Ce qu’il faut bien comprendre, c’est qu’aujourd’hui il n’y a pas de données mondiales ni de données marocaines qui montrent que ce sous-variant, qui est un sous-variant de l’Omicron, qui lui-même était un variant du Covid19, est inquiétant. Il n’y a pas de cas d’hospitalisation, il n’y a pas de létalité augmentée, et donc pas non plus de gravité. Bien évidemment, il faut surveiller les sujets âgés et ceux qui ont des maladies chroniques comme le diabète, l’hypertension ou le cancer, parce que ce sont des sujets un peu plus fragiles. Mais, il n’y a pas plus d’inquiétude à avoir.
F.N.H. : Que sait-on au juste de ce variant ? Est-il plus virulent que ceux qui l’ont précédé ?
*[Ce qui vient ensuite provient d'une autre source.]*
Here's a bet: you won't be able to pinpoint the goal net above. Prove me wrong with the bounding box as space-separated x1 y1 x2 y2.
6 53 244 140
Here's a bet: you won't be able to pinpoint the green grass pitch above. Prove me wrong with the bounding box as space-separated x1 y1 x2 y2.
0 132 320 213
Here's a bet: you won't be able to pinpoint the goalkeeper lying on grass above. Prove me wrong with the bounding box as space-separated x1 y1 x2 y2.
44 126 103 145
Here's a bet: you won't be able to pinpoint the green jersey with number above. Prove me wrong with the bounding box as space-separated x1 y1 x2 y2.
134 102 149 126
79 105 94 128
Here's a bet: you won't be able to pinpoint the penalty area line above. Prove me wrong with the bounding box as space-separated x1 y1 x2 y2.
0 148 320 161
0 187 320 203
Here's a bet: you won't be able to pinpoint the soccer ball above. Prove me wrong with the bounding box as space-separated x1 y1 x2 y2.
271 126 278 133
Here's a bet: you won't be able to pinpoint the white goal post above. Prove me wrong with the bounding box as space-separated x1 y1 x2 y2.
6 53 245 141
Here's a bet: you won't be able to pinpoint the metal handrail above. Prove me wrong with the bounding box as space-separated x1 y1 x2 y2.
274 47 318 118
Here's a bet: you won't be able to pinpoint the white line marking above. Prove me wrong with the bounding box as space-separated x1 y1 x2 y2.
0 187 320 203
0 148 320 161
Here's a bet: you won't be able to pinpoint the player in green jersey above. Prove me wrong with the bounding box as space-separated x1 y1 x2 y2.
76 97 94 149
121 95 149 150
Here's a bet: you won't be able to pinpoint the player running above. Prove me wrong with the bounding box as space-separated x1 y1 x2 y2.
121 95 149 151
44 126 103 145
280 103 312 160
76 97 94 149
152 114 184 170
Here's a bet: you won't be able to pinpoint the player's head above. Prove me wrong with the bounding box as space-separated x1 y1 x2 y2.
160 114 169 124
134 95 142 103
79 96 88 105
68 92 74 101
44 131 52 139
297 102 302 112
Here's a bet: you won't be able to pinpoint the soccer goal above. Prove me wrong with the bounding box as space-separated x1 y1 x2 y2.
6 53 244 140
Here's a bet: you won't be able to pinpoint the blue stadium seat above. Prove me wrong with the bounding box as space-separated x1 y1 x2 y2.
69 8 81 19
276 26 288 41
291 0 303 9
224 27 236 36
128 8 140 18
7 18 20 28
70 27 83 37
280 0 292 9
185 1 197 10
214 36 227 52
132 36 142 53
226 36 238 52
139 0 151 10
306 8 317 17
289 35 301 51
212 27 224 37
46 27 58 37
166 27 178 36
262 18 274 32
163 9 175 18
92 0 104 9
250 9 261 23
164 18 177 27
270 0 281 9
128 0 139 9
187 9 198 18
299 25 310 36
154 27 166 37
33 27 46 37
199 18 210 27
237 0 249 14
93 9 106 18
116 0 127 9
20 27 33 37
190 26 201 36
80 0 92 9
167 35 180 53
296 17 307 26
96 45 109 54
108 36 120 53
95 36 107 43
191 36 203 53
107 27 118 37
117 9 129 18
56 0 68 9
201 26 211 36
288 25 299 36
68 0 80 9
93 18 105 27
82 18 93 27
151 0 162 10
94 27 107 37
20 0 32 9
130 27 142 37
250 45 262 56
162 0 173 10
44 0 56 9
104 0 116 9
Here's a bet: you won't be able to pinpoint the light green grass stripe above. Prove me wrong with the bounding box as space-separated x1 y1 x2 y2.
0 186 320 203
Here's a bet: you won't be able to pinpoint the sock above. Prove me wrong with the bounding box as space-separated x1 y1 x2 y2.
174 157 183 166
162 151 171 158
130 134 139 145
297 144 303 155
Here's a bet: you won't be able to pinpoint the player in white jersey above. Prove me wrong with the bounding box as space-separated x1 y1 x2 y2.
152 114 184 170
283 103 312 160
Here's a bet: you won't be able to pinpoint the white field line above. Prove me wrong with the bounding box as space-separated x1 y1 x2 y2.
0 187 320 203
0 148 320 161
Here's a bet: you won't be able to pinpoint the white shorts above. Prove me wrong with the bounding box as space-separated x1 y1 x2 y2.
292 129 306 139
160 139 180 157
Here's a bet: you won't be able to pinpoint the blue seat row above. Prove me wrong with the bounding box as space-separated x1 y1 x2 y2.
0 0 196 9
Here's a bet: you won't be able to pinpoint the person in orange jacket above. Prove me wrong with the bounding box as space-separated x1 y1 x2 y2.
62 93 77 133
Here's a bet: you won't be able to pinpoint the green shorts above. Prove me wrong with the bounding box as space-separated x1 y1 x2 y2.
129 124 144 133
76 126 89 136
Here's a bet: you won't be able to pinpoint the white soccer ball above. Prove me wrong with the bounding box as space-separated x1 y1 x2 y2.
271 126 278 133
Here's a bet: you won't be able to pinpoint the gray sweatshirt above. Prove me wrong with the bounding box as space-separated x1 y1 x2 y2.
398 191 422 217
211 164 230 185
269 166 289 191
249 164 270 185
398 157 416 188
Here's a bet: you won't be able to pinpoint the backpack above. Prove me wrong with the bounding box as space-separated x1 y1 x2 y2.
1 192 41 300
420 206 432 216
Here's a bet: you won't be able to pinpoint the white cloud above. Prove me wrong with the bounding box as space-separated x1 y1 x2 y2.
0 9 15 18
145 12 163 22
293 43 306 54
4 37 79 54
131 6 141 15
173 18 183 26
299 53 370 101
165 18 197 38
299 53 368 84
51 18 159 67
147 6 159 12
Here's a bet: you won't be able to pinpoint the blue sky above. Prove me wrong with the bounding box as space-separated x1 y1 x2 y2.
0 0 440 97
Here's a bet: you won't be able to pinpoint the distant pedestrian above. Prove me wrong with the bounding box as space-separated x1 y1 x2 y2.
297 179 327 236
J. H. : Actuellement, le variant BA.2.86 a un taux de prévalence qui varie entre 15, 17% voire 30% dans les pays touchés. C’est-à-dire que c’est un sous-variant qui commence à prendre de plus en plus d’importance, notamment une importance en termes de fréquence et non en termes de gravité. Est-ce que les vaccins actuels vont être aussi efficaces ? C’est trop tôt pour répondre à cette question. Ce que l’on sait aussi, c’est qu’avant, face aux variants antérieurs, nous avions un schéma vaccinal minimal à deux doses, puis un booster et enfin un rappel. Ce n’est pas le cas aujourd’hui, en tous cas pas pour le moment par rapport aux données actuelles. Peut-être que les futures données montreront que les vaccins actuels sont tout aussi efficients. Peutêtre que non et à ce moment-là, il faudrait adopter de nouvelles mesures.
F.N.H. : Excepté la vaccination qui va devoir attendre…, quelles sont les mesures à prendre dans l’immédiat pour stopper l’éventuelle propagation de ce nouveau virus ?
J. H. : Aujourd’hui, nous n’avons pas de stratégie vaccinale adaptée à ce sous-variant BA.2.86 de l’Omicron. Par contre, les mesures préventives de base sont encore extrêmement importantes. Je les rappelle : il s’agit du lavage régulier des mains; le port du masque dans le cas où le sujet aurait certains symptômes; et la distanciation physique lorsque c’est nécessaire. Il n’y a pas de psychose à avoir. Il n’y a pas de cas plus graves que d’habitude. Il faut donc adopter ces mesures de prévention, rester serein et évidemment se faire dépister si vous avez des symptômes.
Bien entendu, il faut systématiquement consulter un médecin et éviter l’automédication. Nous avons appris à vivre avec les Coronavirus, et le plus important c’est que notre système de santé puisse être résilient et s’adapter à de nouvelles situations. Le cas échéant, l’enjeu majeur est de mettre en place tous les éléments pour que le système de santé soit résilient, à savoir des lits d’hospitalisation et de réanimation, mobiliser les ressources humaines ainsi que tous les moyens pour qu’il n’y ait pas, sur les plans social et économique, un impact aussi important que lors de la première phase du Covid19.
En résumé, il n’y a pas d’inquiétude à se faire. Il faut maintenir la surveillance épidémiologique et le Maroc a les moyens de le faire. Notre pays est doté d’un solide système de santé tant au niveau national que régional. Nous avons aussi suffisamment de laboratoires pour faire le génotypage, c’est-à-dire savoir quel type de sous-variant est en circulation. Ce qui est important, c’est de rester dans la prévention primaire, c’est-à-dire le lavage régulier des mains, le port du masque si on a des symptômes et la distanciation physique.
A signaler qu’en général, les symptômes durent quatre à cinq jours et si vous êtes en contact avec votre médecin, vous bénéficierez de la thérapeutique adaptée.